My guess is that the artist was young and used this chance to get "in the door" of the comic book publisher, to show the editor what great work he could do. And he hoped that the editor would like his work so much that he could get them to pay him more for his work than the unlivable income rate they paid to beginners. He found that his slavish copying of Eisner's style took him too many hours of work for a low rate of pay that would have been too little to pay his rent and food even if he could do it twice as fast. So he refused to take on more work from them at that low level.

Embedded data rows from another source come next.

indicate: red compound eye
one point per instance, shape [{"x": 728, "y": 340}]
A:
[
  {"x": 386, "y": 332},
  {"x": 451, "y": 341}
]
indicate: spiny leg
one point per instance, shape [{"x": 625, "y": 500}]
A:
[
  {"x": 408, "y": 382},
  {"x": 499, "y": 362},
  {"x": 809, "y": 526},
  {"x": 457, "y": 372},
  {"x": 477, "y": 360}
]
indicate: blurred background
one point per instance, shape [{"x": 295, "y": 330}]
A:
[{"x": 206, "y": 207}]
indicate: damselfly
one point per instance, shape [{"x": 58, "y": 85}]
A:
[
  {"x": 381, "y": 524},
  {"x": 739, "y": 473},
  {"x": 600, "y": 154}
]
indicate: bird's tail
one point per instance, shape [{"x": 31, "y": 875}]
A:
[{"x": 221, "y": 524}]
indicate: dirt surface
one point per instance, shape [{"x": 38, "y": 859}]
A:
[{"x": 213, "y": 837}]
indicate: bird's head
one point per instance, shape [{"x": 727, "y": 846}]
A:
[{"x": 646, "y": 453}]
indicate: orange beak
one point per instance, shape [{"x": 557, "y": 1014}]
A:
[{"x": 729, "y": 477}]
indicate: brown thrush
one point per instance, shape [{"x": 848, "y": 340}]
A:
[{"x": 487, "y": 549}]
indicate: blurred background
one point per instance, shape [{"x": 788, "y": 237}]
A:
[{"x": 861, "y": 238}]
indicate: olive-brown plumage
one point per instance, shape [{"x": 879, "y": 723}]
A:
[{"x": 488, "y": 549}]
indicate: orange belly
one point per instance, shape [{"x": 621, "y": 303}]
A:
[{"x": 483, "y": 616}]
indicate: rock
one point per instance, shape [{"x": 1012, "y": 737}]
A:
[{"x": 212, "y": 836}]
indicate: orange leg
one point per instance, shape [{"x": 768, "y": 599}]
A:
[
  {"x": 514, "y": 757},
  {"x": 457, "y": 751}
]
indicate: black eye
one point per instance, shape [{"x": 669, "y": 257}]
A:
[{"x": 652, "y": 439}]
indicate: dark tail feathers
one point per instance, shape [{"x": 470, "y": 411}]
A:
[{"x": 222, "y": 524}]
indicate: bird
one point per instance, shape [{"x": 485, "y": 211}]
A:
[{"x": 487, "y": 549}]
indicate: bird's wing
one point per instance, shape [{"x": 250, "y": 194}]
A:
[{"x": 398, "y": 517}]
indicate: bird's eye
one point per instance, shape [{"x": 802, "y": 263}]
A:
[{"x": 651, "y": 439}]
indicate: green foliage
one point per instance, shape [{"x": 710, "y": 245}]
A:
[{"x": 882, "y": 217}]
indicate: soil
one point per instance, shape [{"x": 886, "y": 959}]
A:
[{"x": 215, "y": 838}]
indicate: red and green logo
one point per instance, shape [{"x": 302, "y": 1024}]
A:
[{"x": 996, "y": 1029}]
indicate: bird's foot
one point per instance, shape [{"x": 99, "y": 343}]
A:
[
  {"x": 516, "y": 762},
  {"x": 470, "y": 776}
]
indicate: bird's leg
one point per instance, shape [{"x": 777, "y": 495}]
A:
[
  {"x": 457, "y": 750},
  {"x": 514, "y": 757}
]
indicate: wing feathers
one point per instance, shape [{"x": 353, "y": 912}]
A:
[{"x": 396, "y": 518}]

There was a situation like that at Western Printing/Gold Key Comics in the 1970s. A young illustration artist, who had done an advertising job for Whitman (another Western company), told the Gold Key editor that "he could draw like Carl Barks, so the editor tested him out on one story. His artwork looked very much like a cross between Carl's mid '40s and late '50s work (2nd only to Daan Jippes, or perhaps 3rd to Daniel Branca as #2 as a copier of Barks' style. I enjoyed looking at it very much. The artist also wrote the story, which was about average for a non-Barks story of the 1950s, but quite a bit above average for the trash they were writing for Western's cartoon-based comics in the 1970s. The artist discovered that the high number of hours it took him do do such careful work and self-editing to meet his high standard was much too low on a per work hour basis to make it worth his while, EVEN as a hobby, at Western's ridiculously low rate of pay. He would not have enough time left in his workweek to earn enough money to pay his bills. So the artist gave up the idea of being Carl Barks' successor. Too bad! I love his drawing. Not too many years later Don Rosa and a couple other American artists were able to draw Donald Duck and Uncle Scrooge stories for the low-paying US publishers, as a hobby, which allowed them to move on to European publishers, who paid enough to make it worth their while.
Such situations are nasty for fans who love a new artists work, and it disappears with no warning because some people can't work together, or the publishers took advantage of a great desire of many young artists to work in what is a glamour job for them, when, at the same time, the profit margins for the publishers in that industry were so tight.